In late November, 2019, while traveling in Japan with a dear friend, we spent a long evening walking in Kyoto from temple to temple on the occasion of the compounds opening their enclosed gardens to the public for night contemplation. It was a quietly profound experience, lingering in my mind during the weeks that followed. Returning home to Los Angeles County, in my studio at the edge of Angeles National Forest, I unwrapped paper I had purchased in Kyoto, opened an antique inkstone and handmade brushes I had purchased in Xi’an years earlier, gathered bottled Sumi ink from Japan, and entered a sort of meditative fugue-state, grinding and pouring and rolling and dripping and smearing and brushing ink freely and without objective on the concrete floor of my studio. Soon my hands and bare feet were black and the floor stained—echoes of this making. It was reminiscent of the somatic dance-flow rhythms of my early large abstract work.
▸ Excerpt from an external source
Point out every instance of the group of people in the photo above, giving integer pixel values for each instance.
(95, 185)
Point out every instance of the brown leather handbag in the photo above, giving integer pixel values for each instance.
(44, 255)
Forgetting the self awhile, as Dōgen did, allowing the ink works to drift via unconscious interrelationships, each one begetting another, until, after several winter weeks and into the new year, and just before Covid arrived to change the world, I completed 189 sheets, stopping only when the paper I’d purchased in Kyoto ran out.The musical sound of the grinding, the beauty of grays and blacks—sooty ink born in fire reminiscent of the wildfire-charred oaks near my studio door—the absorbing clarity of the mulberry paper, and the engaged focus of spontaneous gestures—all leaving traces of experience and merging my travels with the lived wild nature of home.